To do this, we work with importers we trust. "Direct Trade" - an agreement between the roaster and the farmer - is something we'd love to do in the future, but as of now we don't sell enough coffee to give farmers the guarantees they'd need to make the relationship worthwhile. There are lots of importing companies out there that do have those relationships with coffee farms and cooperatives. They often work with the farmers to help them develop bean profiles that Specialty Coffee consumers in America demand, and they come to an agreement with the farmers to buy some or all of their harvest every year. These importers then sell those beans to roasters.


A fresh shipment of beans from our importing partners at Cafe Kreyol and BD Imports
A fresh shipment of beans from our importing partners at Cafe Kreyol and BD Imports

Obviously this dynamic has the potential for abuse. How the importer works with the farmers to negotiate a price matters a great deal. We only buy coffee from importers who have demonstrated, fair relationships with the farms they work with, and who go out of their way to communicate the details of that relationship with us.


All of our importing partners pay a premium above the C-price for all the coffees they buy. The average price we pay them for raw coffee is currently $5.70 - almost 30% higher than what the C-price was at its highest, and almost 100% higher than the C-price was in June.



Who Cares


We are not reinventing the wheel here at the BOP - we are taking part in a movement. Other Specialty Coffee roasters and importers have long been putting in the work to operate for the greater good.

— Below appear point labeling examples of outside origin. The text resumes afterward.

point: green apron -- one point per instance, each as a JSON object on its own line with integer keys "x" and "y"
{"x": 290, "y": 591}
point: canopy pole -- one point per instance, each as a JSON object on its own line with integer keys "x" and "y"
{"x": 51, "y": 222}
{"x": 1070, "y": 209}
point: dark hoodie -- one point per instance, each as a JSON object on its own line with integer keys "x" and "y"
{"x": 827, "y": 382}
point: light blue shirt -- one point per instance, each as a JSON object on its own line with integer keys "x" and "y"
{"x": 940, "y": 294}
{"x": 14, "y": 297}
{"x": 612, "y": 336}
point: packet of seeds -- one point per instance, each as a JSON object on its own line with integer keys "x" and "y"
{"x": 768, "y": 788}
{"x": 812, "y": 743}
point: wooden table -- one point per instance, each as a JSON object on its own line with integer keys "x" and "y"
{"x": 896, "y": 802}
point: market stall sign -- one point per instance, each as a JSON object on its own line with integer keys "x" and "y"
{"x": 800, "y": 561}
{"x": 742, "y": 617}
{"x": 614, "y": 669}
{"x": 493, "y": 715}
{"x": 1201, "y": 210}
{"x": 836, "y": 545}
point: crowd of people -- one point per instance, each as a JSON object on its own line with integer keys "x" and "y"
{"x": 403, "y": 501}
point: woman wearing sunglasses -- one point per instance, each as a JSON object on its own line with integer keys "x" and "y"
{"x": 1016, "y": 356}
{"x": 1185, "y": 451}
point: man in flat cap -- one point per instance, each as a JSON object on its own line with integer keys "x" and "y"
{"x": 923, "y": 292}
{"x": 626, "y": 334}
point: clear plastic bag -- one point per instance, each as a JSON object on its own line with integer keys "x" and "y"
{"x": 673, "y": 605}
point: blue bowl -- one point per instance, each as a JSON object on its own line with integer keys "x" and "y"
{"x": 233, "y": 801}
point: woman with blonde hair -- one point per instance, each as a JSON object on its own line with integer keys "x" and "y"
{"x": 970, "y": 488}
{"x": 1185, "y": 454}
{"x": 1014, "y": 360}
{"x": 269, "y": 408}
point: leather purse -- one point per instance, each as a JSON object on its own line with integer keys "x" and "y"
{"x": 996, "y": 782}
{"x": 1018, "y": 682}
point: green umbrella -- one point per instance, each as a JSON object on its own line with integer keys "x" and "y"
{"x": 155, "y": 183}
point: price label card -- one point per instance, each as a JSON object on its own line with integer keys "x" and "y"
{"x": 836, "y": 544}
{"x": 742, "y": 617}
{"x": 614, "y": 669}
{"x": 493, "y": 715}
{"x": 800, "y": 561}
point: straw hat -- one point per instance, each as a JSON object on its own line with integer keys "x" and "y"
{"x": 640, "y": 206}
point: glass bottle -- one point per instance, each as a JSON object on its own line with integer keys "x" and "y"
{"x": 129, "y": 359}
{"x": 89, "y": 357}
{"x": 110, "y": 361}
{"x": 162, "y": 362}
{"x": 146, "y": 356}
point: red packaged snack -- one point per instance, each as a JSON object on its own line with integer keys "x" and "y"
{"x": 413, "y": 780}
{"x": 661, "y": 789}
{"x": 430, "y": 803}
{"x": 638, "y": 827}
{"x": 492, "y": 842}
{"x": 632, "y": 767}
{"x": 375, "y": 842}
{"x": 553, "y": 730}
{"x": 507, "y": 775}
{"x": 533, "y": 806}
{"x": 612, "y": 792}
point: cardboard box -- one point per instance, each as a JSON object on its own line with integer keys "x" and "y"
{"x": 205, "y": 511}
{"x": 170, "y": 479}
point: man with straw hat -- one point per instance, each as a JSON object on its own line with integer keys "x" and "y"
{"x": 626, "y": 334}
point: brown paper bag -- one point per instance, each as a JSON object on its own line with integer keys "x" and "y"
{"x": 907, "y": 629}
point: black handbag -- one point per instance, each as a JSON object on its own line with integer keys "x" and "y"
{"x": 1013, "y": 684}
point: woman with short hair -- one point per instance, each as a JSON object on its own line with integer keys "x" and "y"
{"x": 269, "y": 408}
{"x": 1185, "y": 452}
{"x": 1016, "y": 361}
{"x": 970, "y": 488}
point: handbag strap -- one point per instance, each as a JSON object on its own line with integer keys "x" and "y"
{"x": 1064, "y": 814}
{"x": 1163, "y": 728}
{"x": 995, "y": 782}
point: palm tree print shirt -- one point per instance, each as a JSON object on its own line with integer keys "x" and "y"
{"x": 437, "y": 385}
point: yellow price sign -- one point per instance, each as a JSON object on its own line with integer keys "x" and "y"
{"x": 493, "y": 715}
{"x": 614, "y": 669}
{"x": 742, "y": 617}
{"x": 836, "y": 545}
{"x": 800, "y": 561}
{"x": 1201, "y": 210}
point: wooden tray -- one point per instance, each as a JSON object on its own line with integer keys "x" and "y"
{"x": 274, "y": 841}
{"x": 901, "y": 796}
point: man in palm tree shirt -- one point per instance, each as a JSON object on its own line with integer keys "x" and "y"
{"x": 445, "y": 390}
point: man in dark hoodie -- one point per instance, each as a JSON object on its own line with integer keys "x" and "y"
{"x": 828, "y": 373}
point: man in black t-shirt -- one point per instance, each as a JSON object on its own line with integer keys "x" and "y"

And, ideally, the more American consumers are willing to pay honest prices for coffee, the more money coffee farmers can demand for their product.


Arturo Rodriguez, the man who farms the Guatemalan coffee we have on
Arturo Rodriguez, the man who farms the Guatemalan coffee we have on

At least that's the hope for now. Who knows. The economics, science, and politics of this business are genuinely complicated. Maybe the premium prices some farmers are getting from the Specialty Coffee market will never fix this system, and things will only get worse. Or maybe some unforeseen developments will miraculously solve all our problems, making delicious coffee cheap for consumers while being a viable product for producers.


In any case. Until I am convinced otherwise, I'll keep buying beans in the most responsible way I know how. And I'll keep roasting, brewing, sipping and selling those beans to everyone who'd like to join me in the struggle to live well while making the world more livable for others.